Jej dobroć, rozsądek i przyjazny stosunek do mnie, ośmielił mnie całkowicie. Czułam się wyzwolona, lekka i równa Zjawie. Moja spowiedź nie miała niczego wspólnego z tą spowiedzią, o której tyle mówiono w kościele. Dzięki mojej spowiedzi nabrałam już pełnego zaufania do Zjawy i oddałam się jej pieczy. Teraz dopiero poczułam, że jest mi ojcem, matką i przyjacielem. Teraz dopiero stałam się na tyle odważna, by z nią współpracować. Teraz dopiero dopatrzyłam się jak bardzo jest szlachetna i dobrotliwa. Teraz też poczułam, że między nią a mną utworzyła się więź, której nie da się opisać, bo jest to rodzaj miłości takiej, jaką oddajemy Bogu.

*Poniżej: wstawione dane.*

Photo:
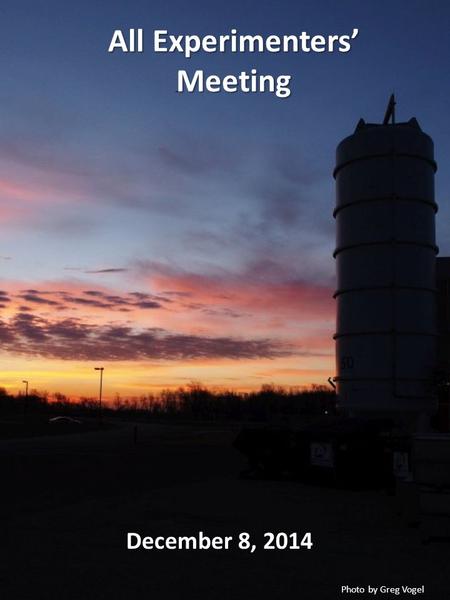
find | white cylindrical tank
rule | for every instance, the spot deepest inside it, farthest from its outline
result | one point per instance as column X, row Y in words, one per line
column 385, row 259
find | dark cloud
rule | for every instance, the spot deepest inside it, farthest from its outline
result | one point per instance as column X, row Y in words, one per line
column 108, row 270
column 35, row 298
column 74, row 339
column 94, row 298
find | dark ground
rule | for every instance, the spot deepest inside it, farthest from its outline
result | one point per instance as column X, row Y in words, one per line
column 68, row 502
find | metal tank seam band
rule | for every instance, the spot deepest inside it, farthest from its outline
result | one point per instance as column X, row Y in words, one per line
column 429, row 161
column 340, row 249
column 388, row 332
column 388, row 198
column 384, row 287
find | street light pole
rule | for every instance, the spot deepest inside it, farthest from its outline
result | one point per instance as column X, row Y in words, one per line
column 25, row 402
column 101, row 369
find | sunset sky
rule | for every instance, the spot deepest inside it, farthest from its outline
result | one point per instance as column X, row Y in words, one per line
column 177, row 237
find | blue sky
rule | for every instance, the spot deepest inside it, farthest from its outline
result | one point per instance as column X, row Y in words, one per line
column 109, row 179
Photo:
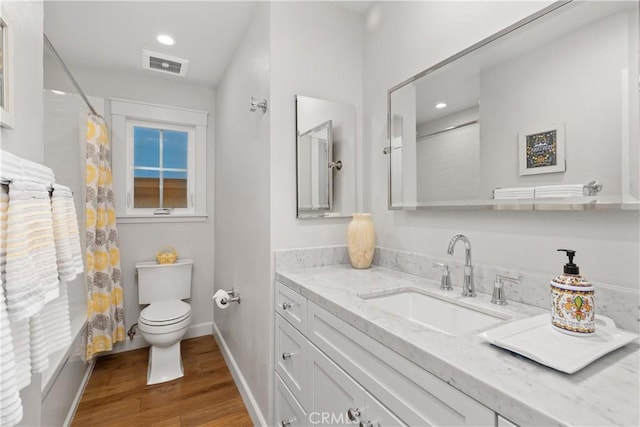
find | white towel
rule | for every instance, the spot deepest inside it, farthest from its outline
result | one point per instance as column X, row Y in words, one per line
column 31, row 269
column 10, row 403
column 565, row 190
column 38, row 344
column 21, row 335
column 514, row 193
column 66, row 234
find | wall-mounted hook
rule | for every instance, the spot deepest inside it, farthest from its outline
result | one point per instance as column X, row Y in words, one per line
column 255, row 105
column 336, row 165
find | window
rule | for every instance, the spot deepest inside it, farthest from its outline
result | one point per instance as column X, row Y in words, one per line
column 162, row 166
column 160, row 160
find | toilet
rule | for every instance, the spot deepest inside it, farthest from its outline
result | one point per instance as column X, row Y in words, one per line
column 166, row 318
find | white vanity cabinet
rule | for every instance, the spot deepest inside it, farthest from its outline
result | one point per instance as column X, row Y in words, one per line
column 336, row 399
column 333, row 374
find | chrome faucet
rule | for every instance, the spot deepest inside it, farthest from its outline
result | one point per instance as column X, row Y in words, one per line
column 468, row 288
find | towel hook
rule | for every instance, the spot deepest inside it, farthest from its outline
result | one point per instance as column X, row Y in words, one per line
column 255, row 105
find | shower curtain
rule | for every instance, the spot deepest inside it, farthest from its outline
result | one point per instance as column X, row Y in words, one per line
column 105, row 312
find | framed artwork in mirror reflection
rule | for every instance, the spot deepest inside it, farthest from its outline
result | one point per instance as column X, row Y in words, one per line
column 542, row 150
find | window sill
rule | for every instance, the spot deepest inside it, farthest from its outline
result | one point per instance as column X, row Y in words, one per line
column 153, row 219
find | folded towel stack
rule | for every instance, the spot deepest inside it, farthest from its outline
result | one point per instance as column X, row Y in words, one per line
column 31, row 269
column 23, row 290
column 570, row 190
column 66, row 234
column 39, row 252
column 10, row 403
column 513, row 193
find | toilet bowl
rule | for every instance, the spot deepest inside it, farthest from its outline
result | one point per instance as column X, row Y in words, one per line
column 164, row 321
column 163, row 324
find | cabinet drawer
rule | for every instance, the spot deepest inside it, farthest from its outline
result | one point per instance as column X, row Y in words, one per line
column 291, row 306
column 291, row 359
column 413, row 394
column 288, row 413
column 336, row 399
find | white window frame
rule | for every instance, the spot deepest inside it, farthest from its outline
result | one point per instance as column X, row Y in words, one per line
column 126, row 114
column 191, row 176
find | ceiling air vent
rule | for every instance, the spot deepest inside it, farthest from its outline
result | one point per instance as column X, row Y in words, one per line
column 164, row 63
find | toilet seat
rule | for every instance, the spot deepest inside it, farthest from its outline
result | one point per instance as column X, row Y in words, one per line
column 165, row 313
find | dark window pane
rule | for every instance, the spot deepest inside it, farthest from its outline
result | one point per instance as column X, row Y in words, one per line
column 174, row 192
column 175, row 149
column 146, row 147
column 146, row 192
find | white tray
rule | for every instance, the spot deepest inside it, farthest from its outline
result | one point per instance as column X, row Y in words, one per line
column 536, row 339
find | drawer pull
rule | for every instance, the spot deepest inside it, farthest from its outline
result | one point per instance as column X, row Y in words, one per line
column 354, row 414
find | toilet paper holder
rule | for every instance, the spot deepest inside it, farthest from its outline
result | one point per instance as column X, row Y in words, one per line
column 233, row 296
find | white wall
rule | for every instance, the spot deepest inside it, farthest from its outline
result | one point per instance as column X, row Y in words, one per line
column 26, row 139
column 242, row 210
column 291, row 48
column 403, row 38
column 316, row 50
column 140, row 242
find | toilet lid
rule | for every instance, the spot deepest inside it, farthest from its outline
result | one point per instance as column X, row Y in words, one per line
column 165, row 311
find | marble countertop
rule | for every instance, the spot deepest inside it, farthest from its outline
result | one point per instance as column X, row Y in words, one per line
column 604, row 393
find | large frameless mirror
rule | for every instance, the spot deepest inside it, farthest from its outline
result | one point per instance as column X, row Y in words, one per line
column 543, row 115
column 325, row 158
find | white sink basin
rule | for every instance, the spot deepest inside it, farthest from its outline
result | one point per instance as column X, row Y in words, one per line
column 448, row 316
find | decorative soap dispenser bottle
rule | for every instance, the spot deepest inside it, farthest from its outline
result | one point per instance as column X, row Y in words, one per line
column 573, row 304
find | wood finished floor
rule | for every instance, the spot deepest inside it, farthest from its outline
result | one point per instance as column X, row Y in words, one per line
column 117, row 393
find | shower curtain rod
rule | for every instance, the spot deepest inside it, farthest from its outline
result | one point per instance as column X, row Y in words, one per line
column 68, row 72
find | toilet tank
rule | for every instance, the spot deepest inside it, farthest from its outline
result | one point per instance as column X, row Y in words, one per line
column 163, row 282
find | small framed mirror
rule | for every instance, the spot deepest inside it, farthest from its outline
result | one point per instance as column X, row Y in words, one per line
column 325, row 158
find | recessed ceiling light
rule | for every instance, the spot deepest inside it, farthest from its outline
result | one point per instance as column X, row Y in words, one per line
column 165, row 39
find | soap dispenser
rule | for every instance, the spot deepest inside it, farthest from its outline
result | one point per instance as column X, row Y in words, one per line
column 573, row 303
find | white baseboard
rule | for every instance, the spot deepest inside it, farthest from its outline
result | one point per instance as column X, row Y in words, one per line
column 78, row 397
column 198, row 330
column 249, row 401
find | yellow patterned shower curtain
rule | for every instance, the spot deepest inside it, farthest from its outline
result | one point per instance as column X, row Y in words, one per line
column 105, row 312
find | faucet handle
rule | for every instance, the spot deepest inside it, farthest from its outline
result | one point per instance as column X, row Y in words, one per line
column 445, row 280
column 499, row 297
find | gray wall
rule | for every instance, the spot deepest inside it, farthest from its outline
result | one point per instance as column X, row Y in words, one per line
column 399, row 42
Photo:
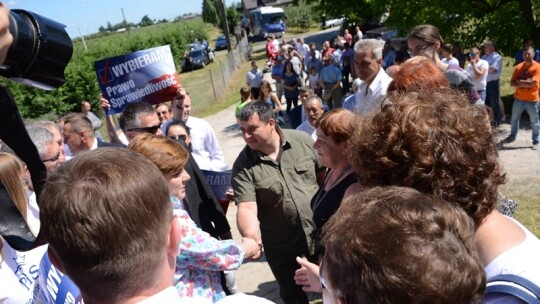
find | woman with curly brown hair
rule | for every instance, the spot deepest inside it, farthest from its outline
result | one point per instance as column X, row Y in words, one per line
column 437, row 143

Poza nami nagle wszystko zaczyna zmieniać się w przyspieszonym tempie. Kraina była już na tyle daleko, że dostrzegłam całą nić tęczy, która niczym droga wiodła od Raju do nas. Ja i Zjawa wstępowałyśmy w jakąś niebieską materię - przestrzeń. Im bardziej się oddalałyśmy, tym przestrzeń ta była bardziej granatowa. Następnie pojawiła się fioletowa i też ciemniała, aż nabrała koloru czarnego. Przed nami jeszcze było widać zmniejszony obraz sali operacyjnej i jasny punkt po krainie. Teraz wyglądało to tak, jakby owe rzeczy istniały zawieszone w próżni i wyglądały jak hologram. W trakcie tych zawrotnych zmian jeszcze kilka razy zasugerowała mi, że mogę zmienić decyzję i wycofać się z obranego przez siebie powrotu. Czyniła to do chwili, gdy kraina wraz z tęczą całkowicie zniknęły nam z pola widzenia. Później już przestała o tym wspominać. Był to czas, gdy nawiązała się luźna rozmowa o mnie i moich potrzebach duchowych. Rozmowa ta poprowadziła nas do punktu wyjścia, gdzie przypomniałam sobie jak trudno mi było nawiązać kontakt z ludźmi zaraz po tym jak znalazłam się na sali operacyjnej. W tym momencie zaczęłam sobie zdawać sprawę z tego, że ja istnieję poza materią. Ja jestem duchem i nie posiadam ciała. Myślę sobie: "Zjawa miała rację, wprawdzie niczego mi nie brakuje z człowieka, to jednak człowiek nie lata. Ja mogę swobodnie przemieszczać się, gdzie tylko zechcę. Widzę to, czego inni dostrzec nie mogą. Ja również tego dotąd nigdy nie widziałam".


WIDZIEĆ I ROZUMIEĆ

 

W samym opisie ze spowiedzi podałam przykłady, które z powodu ogólnie przyjętych zasad postępowania, a także z powodu przeszkód nie do pokonania, są powszechnie spotykane w życiu. Jednak każdy w inny sposób reaguje i postępuje, a to niesie za sobą inne skutki. Dla mnie samej były to wskazówki jak należy postępować i na co zwracać uwagę, by mieć czyste serce i spełniać się na drodze swojego losu. Teraz już nie bałam się ze zjawą rozmawiać. Czułam się na tyle swobodnie, że postanowiłam zadawać jej pytania.
- Czy mogę zadawać pytania?
- Pytaj, a ja ci odpowiem.
Wszystkie rozmowy odbywały się telepatycznie, czyli drogą wymiany myśli. Czułam, że psychicznie jestem jej równa, jednak cały czas pamiętałam o tym, że jest ją stać na więcej i ma nade mną przewagę intelektualną i duchową. Ma to, czego ja nie miałam.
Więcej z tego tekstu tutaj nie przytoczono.